I was surprised. There wasn’t much of an age difference between the three children and all were teenagers. There was a wide span in interests from sports to gadgets to academic pursuits as with most children. These kids had never lived apart from one another. The eldest had cared for the younger ones when the parents had to work late.

And the father had no idea what his firstborn son wanted after his parents had separated.

A Child’s grieving, too

The parents are in an emotional flux carrying their workload and caring for all their children, they may forget that the adult child’s view about what’s going on is from a young inexperienced lens.

The decline of a teen’s parent’s health, death of one parent or financial pressures often mean an ageing parent will require increased social and emotional support from their adult family members. This support may be a regular visit to accompany them to a grocery store, assist with household expenses preparation with meals, cleaning, or last-minute transportation requests. Many adult children today are uncomfortable and unskilled at how to effectively interact with their ageing parents and with decisions that will affect their life and their parent’s life.

For adult children, life-long conflicts and unresolved issues from childhood and adolescence can mean continuing conflicts in later life. A surprise visit from a separating parent may trigger or reactivate conflicts from decades earlier and revive those negative feelings. Being called upon to provide emotional support to an ageing parent can be a particularly difficult transition between a parent and their eldest adult children. Teens aren’t comfortable with their own destiny let alone understanding the confusion their parents may be feeling. Warm feelings of close family relationships may collide with the parent’s anger and loss of their identity and family role.  Demonstrating an alliance to one parent over the other or having to decide where they will be living cannot be easy decisions for a teen to make.

Telling their story

Adult children are often keen to tell their story. As a full-time student immersed in studies they likely have no funds to ‘vote with their feet’ to rent their own living space avoiding the discomfort of home. They can be seen as a vulnerable group dependent on their parents for their welfare, education, and future. And yet, their parents’ lives are in turmoil too.

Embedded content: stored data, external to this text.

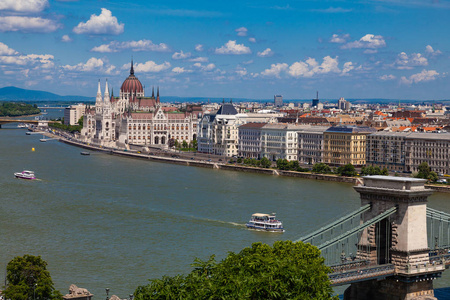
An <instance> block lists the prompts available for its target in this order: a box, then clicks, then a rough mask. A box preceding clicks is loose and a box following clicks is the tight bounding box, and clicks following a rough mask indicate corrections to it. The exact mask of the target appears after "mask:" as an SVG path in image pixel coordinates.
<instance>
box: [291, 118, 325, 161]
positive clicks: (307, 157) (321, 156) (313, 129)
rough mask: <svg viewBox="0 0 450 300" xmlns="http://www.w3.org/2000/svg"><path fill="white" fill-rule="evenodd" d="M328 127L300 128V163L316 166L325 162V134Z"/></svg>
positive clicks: (298, 137) (308, 125)
mask: <svg viewBox="0 0 450 300" xmlns="http://www.w3.org/2000/svg"><path fill="white" fill-rule="evenodd" d="M328 128H329V127H328V126H309V125H306V126H299V131H298V157H297V159H298V161H299V162H300V163H301V164H307V165H314V164H316V163H321V162H323V133H324V131H325V130H327V129H328Z"/></svg>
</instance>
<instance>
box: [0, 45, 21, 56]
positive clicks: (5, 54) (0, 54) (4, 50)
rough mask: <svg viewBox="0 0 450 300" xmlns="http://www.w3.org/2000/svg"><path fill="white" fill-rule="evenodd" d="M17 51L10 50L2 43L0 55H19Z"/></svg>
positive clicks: (13, 50) (7, 46) (0, 51)
mask: <svg viewBox="0 0 450 300" xmlns="http://www.w3.org/2000/svg"><path fill="white" fill-rule="evenodd" d="M17 54H19V53H18V52H17V51H16V50H14V49H11V48H9V47H8V46H7V45H5V44H3V43H2V42H0V55H17Z"/></svg>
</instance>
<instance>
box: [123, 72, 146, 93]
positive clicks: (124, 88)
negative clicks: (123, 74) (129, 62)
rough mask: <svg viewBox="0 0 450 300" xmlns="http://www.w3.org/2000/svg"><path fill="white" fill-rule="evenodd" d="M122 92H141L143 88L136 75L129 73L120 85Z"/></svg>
mask: <svg viewBox="0 0 450 300" xmlns="http://www.w3.org/2000/svg"><path fill="white" fill-rule="evenodd" d="M120 90H121V91H122V93H131V94H136V93H143V92H144V89H143V88H142V83H141V82H140V81H139V79H137V77H136V76H134V75H133V74H130V76H128V78H127V79H125V81H124V82H123V83H122V87H121V88H120Z"/></svg>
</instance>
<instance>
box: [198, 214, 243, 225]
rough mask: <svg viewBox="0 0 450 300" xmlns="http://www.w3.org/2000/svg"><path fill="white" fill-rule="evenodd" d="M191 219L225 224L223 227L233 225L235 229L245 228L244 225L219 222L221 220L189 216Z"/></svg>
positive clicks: (232, 222)
mask: <svg viewBox="0 0 450 300" xmlns="http://www.w3.org/2000/svg"><path fill="white" fill-rule="evenodd" d="M190 217H191V218H193V219H196V220H198V221H203V222H208V223H217V224H225V225H233V226H236V227H245V224H239V223H236V222H228V221H221V220H214V219H208V218H199V217H195V216H190Z"/></svg>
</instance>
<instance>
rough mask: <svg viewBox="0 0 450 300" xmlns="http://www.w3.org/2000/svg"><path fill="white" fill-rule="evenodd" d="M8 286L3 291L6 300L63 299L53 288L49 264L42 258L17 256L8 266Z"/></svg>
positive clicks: (36, 257) (12, 260) (7, 265)
mask: <svg viewBox="0 0 450 300" xmlns="http://www.w3.org/2000/svg"><path fill="white" fill-rule="evenodd" d="M6 272H7V273H6V280H7V283H8V285H7V286H6V289H5V290H4V291H3V295H4V296H5V297H6V299H11V300H23V299H38V300H43V299H51V300H56V299H62V295H61V293H60V292H59V291H56V290H55V288H54V287H53V281H52V278H51V277H50V272H49V271H47V263H46V262H45V261H44V260H42V259H41V257H40V256H33V255H24V256H23V257H21V256H17V257H15V258H14V259H13V260H11V261H10V262H9V263H8V265H7V266H6Z"/></svg>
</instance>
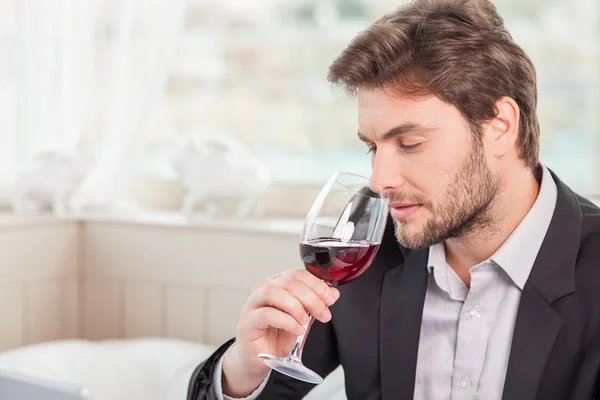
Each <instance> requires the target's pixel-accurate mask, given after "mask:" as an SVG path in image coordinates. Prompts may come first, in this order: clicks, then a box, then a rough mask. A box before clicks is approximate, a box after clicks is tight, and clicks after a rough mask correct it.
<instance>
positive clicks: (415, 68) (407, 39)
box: [328, 0, 539, 168]
mask: <svg viewBox="0 0 600 400" xmlns="http://www.w3.org/2000/svg"><path fill="white" fill-rule="evenodd" d="M328 80H329V81H330V82H332V83H333V84H336V85H339V86H342V87H344V88H345V89H346V90H347V91H348V92H350V93H352V94H356V93H357V91H358V90H359V89H363V88H364V89H374V88H380V89H383V88H393V89H394V90H399V93H402V94H405V95H423V94H434V95H436V96H437V97H439V98H440V99H442V100H444V101H446V102H448V103H451V104H453V105H455V106H456V107H457V108H458V109H459V110H460V111H461V113H462V114H463V115H464V117H465V118H466V119H467V121H468V122H469V124H470V125H471V126H472V127H474V128H476V132H478V135H480V132H481V128H480V127H481V124H482V123H483V122H485V121H488V120H490V119H492V118H494V117H495V116H496V113H497V111H496V108H495V103H496V101H497V100H498V99H499V98H501V97H503V96H508V97H510V98H512V99H513V100H515V102H516V103H517V105H518V106H519V109H520V125H519V137H518V140H517V147H518V150H519V157H520V158H521V159H523V160H524V161H525V163H526V164H527V165H528V166H529V167H531V168H534V167H535V166H537V164H538V153H539V124H538V120H537V114H536V108H537V88H536V76H535V68H534V66H533V63H532V62H531V60H530V59H529V57H528V56H527V54H525V52H524V51H523V49H521V47H519V46H518V45H517V44H516V43H515V42H514V41H513V39H512V37H511V35H510V33H509V32H508V31H507V30H506V28H505V27H504V21H503V20H502V17H500V15H498V12H497V11H496V7H495V6H494V5H493V4H492V3H491V1H488V0H415V1H412V2H410V3H407V4H405V5H403V6H402V7H400V8H399V9H398V10H396V11H394V12H392V13H390V14H387V15H385V16H384V17H382V18H381V19H379V20H378V21H376V22H375V23H374V24H373V25H372V26H371V27H369V28H368V29H367V30H365V31H363V32H361V33H360V34H358V36H356V37H355V38H354V39H353V40H352V42H351V43H350V44H349V45H348V47H346V49H344V51H343V52H342V53H341V54H340V56H339V57H338V58H337V59H336V60H335V61H334V62H333V64H332V65H331V67H330V68H329V75H328ZM476 139H478V140H479V139H480V137H477V138H476Z"/></svg>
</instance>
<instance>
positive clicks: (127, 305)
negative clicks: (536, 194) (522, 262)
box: [0, 0, 600, 399]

Does age factor into the discussion of whether a teenager is entitled to address what they want? There is no magic age when a teenager becomes a considered participant in their own future. The courts have followed the wishes of children as young as 13 years old.

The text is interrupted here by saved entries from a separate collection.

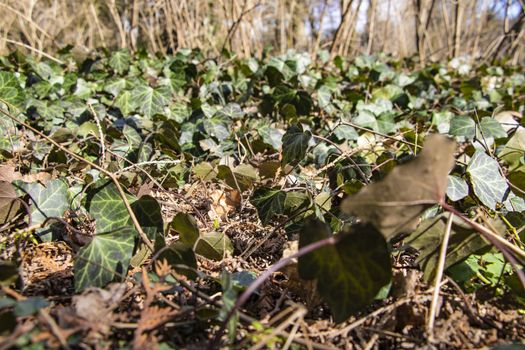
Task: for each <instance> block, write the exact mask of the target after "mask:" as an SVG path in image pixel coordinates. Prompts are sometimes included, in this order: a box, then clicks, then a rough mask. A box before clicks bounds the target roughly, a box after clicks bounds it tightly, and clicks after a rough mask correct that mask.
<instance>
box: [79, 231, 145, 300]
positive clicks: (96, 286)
mask: <svg viewBox="0 0 525 350" xmlns="http://www.w3.org/2000/svg"><path fill="white" fill-rule="evenodd" d="M136 236H137V232H136V231H135V230H134V229H133V228H132V227H129V226H124V227H119V228H115V229H113V230H111V232H107V233H97V235H96V236H95V237H94V238H93V240H92V241H91V243H89V244H88V245H87V246H84V247H82V248H80V250H79V252H78V254H77V256H76V257H75V265H74V269H75V290H76V291H77V292H80V291H82V290H84V289H86V288H87V287H91V286H94V287H103V286H105V285H106V284H108V283H109V282H111V281H113V280H115V279H117V280H120V281H122V280H123V279H124V277H125V276H126V273H127V271H128V266H129V260H130V259H131V255H132V253H133V248H134V246H135V237H136Z"/></svg>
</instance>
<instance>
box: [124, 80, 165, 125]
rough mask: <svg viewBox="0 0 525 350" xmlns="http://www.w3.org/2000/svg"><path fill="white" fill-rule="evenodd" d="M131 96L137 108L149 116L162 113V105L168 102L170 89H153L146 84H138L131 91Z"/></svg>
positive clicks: (162, 107) (138, 109)
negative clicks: (146, 84) (131, 91)
mask: <svg viewBox="0 0 525 350" xmlns="http://www.w3.org/2000/svg"><path fill="white" fill-rule="evenodd" d="M131 98H132V99H133V103H134V104H135V105H136V106H138V107H137V108H138V110H139V111H140V112H141V113H143V114H144V115H145V116H146V117H148V118H151V117H153V116H154V115H155V114H162V112H163V110H164V107H165V106H166V105H167V104H168V103H169V99H170V91H169V90H168V89H166V88H156V89H154V88H152V87H150V86H147V85H140V86H138V87H136V88H135V89H134V90H133V91H132V93H131Z"/></svg>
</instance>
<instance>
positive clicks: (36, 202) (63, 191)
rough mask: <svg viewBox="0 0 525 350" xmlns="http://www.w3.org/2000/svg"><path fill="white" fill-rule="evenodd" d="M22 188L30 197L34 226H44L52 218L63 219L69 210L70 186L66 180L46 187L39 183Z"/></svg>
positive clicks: (52, 184) (36, 182) (53, 183)
mask: <svg viewBox="0 0 525 350" xmlns="http://www.w3.org/2000/svg"><path fill="white" fill-rule="evenodd" d="M21 187H22V188H23V189H24V190H25V192H26V193H27V194H28V195H29V200H30V202H31V210H30V214H31V220H32V223H33V224H34V225H38V224H42V223H43V222H44V221H46V219H47V218H50V217H62V216H63V215H64V212H65V211H66V210H67V209H68V208H69V203H68V199H67V198H68V197H67V189H68V185H67V184H66V182H65V181H64V180H61V179H57V180H52V181H49V182H48V183H47V184H46V185H42V184H41V183H38V182H35V183H28V184H22V185H21Z"/></svg>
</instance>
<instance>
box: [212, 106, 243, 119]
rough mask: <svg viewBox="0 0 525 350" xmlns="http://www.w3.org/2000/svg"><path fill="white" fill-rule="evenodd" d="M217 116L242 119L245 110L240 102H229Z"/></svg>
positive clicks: (221, 109)
mask: <svg viewBox="0 0 525 350" xmlns="http://www.w3.org/2000/svg"><path fill="white" fill-rule="evenodd" d="M217 116H218V117H221V118H226V119H229V120H236V119H242V118H243V117H244V111H243V110H242V108H241V106H239V104H237V103H228V104H227V105H226V106H224V107H223V108H222V109H221V110H219V111H218V112H217Z"/></svg>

Children are entitled to express their views and preferences about their residence and interaction with their parents. About their choice of college or university. The responsibilities of growing up and contributing to the family’s expenses and contributing to their own costs. The child who demonstrates maturity, intelligence, and can clearly express themselves have an opportunity to be heard. One of the common concerns of the spouses and the judge, if the matter is in litigation, is how to ascertain whether a child has been influenced by a parent to favour them over the other parent. The children who express their own views would be able to see the acts of favouritism for what they are.

In the collaborative family law approach: Listening to a teen’s voice

Involving a parenting specialist is a way to allow the teen to express his or her wishes and preferences in a safe confidential environment. The specialist meets jointly and then separately with the parents to gain perspective on each parent’s concerns about the teen, and a picture of the shared vision the parents’ have for their adult child. Then in turn each parent brings the teen to a session with the family specialist. This balances and validates the information provided earlier.

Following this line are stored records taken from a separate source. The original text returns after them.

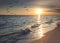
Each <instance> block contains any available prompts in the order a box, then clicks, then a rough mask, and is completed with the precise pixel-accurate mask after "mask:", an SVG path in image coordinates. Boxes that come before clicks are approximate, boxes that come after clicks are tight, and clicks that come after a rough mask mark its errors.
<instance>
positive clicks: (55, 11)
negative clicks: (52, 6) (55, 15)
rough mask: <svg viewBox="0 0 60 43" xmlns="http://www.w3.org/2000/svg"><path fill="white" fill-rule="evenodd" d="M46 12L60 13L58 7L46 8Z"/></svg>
mask: <svg viewBox="0 0 60 43" xmlns="http://www.w3.org/2000/svg"><path fill="white" fill-rule="evenodd" d="M46 12H54V13H60V8H55V9H50V10H47V11H46Z"/></svg>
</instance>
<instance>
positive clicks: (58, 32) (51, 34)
mask: <svg viewBox="0 0 60 43" xmlns="http://www.w3.org/2000/svg"><path fill="white" fill-rule="evenodd" d="M44 35H45V36H44V37H42V38H41V39H38V40H35V41H32V42H30V43H60V26H58V27H57V28H55V29H54V30H52V31H49V32H47V33H45V34H44Z"/></svg>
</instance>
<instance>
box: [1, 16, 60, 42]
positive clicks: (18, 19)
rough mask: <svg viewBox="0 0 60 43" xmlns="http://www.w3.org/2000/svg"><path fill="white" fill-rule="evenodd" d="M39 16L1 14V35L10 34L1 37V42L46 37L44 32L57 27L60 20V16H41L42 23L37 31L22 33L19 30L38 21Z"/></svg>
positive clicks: (22, 28)
mask: <svg viewBox="0 0 60 43" xmlns="http://www.w3.org/2000/svg"><path fill="white" fill-rule="evenodd" d="M37 18H38V16H0V36H1V35H5V34H8V35H7V36H3V37H0V43H28V42H30V41H33V40H37V39H40V38H42V37H44V33H46V32H48V31H51V30H53V29H55V28H56V27H57V25H56V23H55V21H58V20H60V16H40V24H41V25H40V26H39V27H37V28H36V30H35V31H33V32H30V33H29V34H25V35H20V34H21V33H19V32H18V31H20V29H26V28H28V27H29V26H31V25H32V24H34V23H36V22H37ZM51 20H52V21H53V22H52V21H51ZM16 32H17V33H16ZM10 33H14V34H10Z"/></svg>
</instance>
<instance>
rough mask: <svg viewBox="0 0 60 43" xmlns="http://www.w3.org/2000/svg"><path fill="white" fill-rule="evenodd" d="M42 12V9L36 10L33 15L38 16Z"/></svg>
mask: <svg viewBox="0 0 60 43" xmlns="http://www.w3.org/2000/svg"><path fill="white" fill-rule="evenodd" d="M42 12H43V11H42V9H36V12H35V13H36V14H38V15H40V14H41V13H42Z"/></svg>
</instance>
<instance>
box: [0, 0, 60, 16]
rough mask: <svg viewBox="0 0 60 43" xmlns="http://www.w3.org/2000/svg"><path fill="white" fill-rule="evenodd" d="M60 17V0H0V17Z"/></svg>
mask: <svg viewBox="0 0 60 43" xmlns="http://www.w3.org/2000/svg"><path fill="white" fill-rule="evenodd" d="M38 8H39V9H42V10H43V12H42V15H60V0H10V1H8V0H0V15H36V14H35V10H36V9H38Z"/></svg>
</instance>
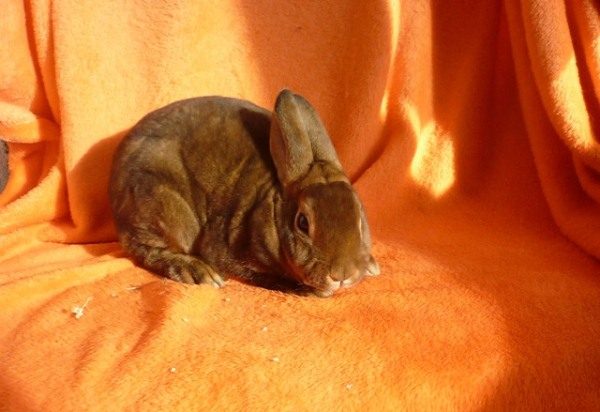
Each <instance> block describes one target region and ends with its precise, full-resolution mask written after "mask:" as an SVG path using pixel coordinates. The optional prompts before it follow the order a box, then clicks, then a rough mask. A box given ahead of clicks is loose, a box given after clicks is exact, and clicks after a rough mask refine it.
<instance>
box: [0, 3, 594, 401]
mask: <svg viewBox="0 0 600 412" xmlns="http://www.w3.org/2000/svg"><path fill="white" fill-rule="evenodd" d="M23 3H25V5H24V4H23ZM0 38H1V39H2V41H0V56H2V59H1V60H0V136H1V138H2V139H4V140H6V141H8V142H9V146H10V170H11V175H10V180H9V182H8V185H7V188H6V189H5V190H4V192H2V194H1V195H0V205H1V206H2V209H0V308H1V309H0V348H2V350H1V351H0V365H1V369H2V373H1V374H0V404H1V405H2V406H1V407H0V409H2V410H11V411H13V410H14V411H23V410H36V411H42V410H43V411H53V410H99V411H104V410H129V409H141V410H190V409H191V410H206V409H210V408H212V409H214V410H261V411H262V410H282V409H283V410H367V409H369V410H398V409H402V410H436V409H437V410H439V409H442V410H448V409H456V410H482V409H483V410H487V409H504V410H506V409H526V410H535V409H543V410H548V409H555V410H564V409H576V410H581V409H596V410H598V408H600V326H599V325H600V324H599V319H600V264H599V263H598V260H597V259H598V258H600V204H599V203H600V175H599V173H600V145H599V140H598V139H599V138H600V137H599V136H600V105H599V103H598V101H599V96H600V18H599V10H598V5H597V3H596V2H595V1H594V0H582V1H577V2H576V1H567V0H565V1H564V2H563V1H560V0H530V1H526V0H522V1H518V0H506V1H504V2H501V1H479V2H470V1H427V0H416V1H408V0H407V1H402V0H390V1H389V2H386V1H383V0H381V1H371V2H365V1H343V2H341V1H336V0H323V1H314V2H308V1H303V0H295V1H288V2H269V1H264V0H256V1H248V2H243V1H237V0H224V1H219V2H210V1H197V0H162V1H156V2H150V1H148V2H142V1H121V0H107V1H94V2H80V1H74V0H73V1H69V0H62V1H53V2H50V1H44V0H35V1H31V2H21V1H17V0H9V1H8V2H5V3H4V4H3V7H2V13H1V15H0ZM283 87H289V88H291V89H293V90H295V91H297V92H299V93H301V94H303V95H305V96H306V97H308V98H309V100H311V101H312V102H313V103H314V105H315V106H316V107H317V108H318V110H319V111H320V113H321V115H322V117H323V119H324V122H325V124H326V125H327V126H328V128H329V131H330V134H331V136H332V140H333V141H334V143H335V145H336V147H337V149H338V153H339V155H340V159H341V161H342V163H343V164H344V166H345V168H346V170H347V171H348V173H349V175H350V176H351V178H352V179H353V181H355V182H356V187H357V190H358V191H359V192H360V194H361V196H362V198H363V200H364V203H365V206H366V208H367V211H368V214H369V218H370V223H371V226H372V231H373V235H374V239H375V245H374V254H375V256H376V258H377V259H378V260H379V263H380V266H381V271H382V275H381V276H380V277H378V278H373V279H367V280H366V281H364V282H363V283H361V284H359V285H357V286H356V287H354V288H352V289H349V290H347V291H344V292H343V293H341V294H338V295H336V296H334V297H332V298H330V299H320V298H316V297H314V298H313V297H299V296H294V295H288V294H283V293H281V292H272V291H268V290H265V289H261V288H258V287H253V286H249V285H245V284H241V283H239V282H236V281H230V282H229V284H228V285H227V286H226V287H225V288H223V289H221V290H213V289H212V288H210V287H207V286H190V285H183V284H178V283H174V282H170V281H164V280H162V279H160V278H157V277H155V276H153V275H151V274H149V273H148V272H146V271H144V270H142V269H139V268H137V267H135V266H134V265H133V264H132V262H131V261H130V260H129V259H128V258H127V257H126V256H124V254H123V253H122V251H121V249H120V247H119V245H118V244H117V243H116V242H115V239H116V236H115V232H114V227H113V224H112V219H111V216H110V213H109V209H108V202H107V180H108V171H109V164H110V161H111V156H112V153H113V151H114V148H115V145H116V144H117V142H118V141H119V139H121V138H122V136H123V135H124V133H125V132H126V131H127V130H128V129H129V128H130V127H131V126H132V125H133V124H134V123H135V122H136V121H137V120H138V119H139V118H140V117H141V116H142V115H144V114H145V113H147V112H149V111H150V110H152V109H155V108H157V107H159V106H162V105H164V104H166V103H169V102H171V101H174V100H177V99H180V98H185V97H191V96H198V95H210V94H219V95H227V96H236V97H243V98H246V99H249V100H252V101H254V102H256V103H258V104H260V105H262V106H265V107H271V105H272V103H273V98H274V97H275V95H276V93H277V91H278V90H280V89H281V88H283Z"/></svg>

The adult child will be asked non-suggestive and non-invasive questions. Questions will range from living preferences with each parent, comfort and security, even an informal commentary about each parent’s parenting skills. What is important, why an arrangement with the parents has worked or not worked, and what the future would look like for the teen.

The parenting specialist will meet with other care providers to the teen such as teachers, sports coaches, and counsellors. If health concerns have been raised, other tests and interviews may be held. The specialist will present feedback and recommendations to the parents, their lawyers and other collaborative team members for discussion and decisions at a group meeting.

In Family Law Mediation

The mediator’s approach may be to meet the teen separately with each parent. This allows for interaction between the teen and parent in front of the mediator and to hear the teen’s point of view. Once the adult child’s wishes are understood, the mediator takes the information to a joint session of the parents to share what has been learned and integrate this into the parents’ plans for the adult child. If the teen is under medical care or unable to express his or her views and preferences, other professionals involved with the older child may be asked for input and contribute to the pool of information to better provide for the teen,

In Court, Family Law Litigation

A child is entitled to be directly involved in the family law proceedings about their own future welfare. The child’s views are one consideration of all the relevant evidence available. It is each judge’s broad discretion to interview the teen in chambers when other methods of determining what is best for the child may not be ascertainable or unavailable. The interview is recorded with the adult child’s legal representative present. Some judges prefer that the teen’s legal representative such as the Ontario’s Office of the Children’s Lawyer act as counsel for the child and represent the teen’s views in open court.

Hearing the adult child is not only respectful and welcomed by the teen, it is also the law where the teen has the capacity and maturity to offer their views and preferences.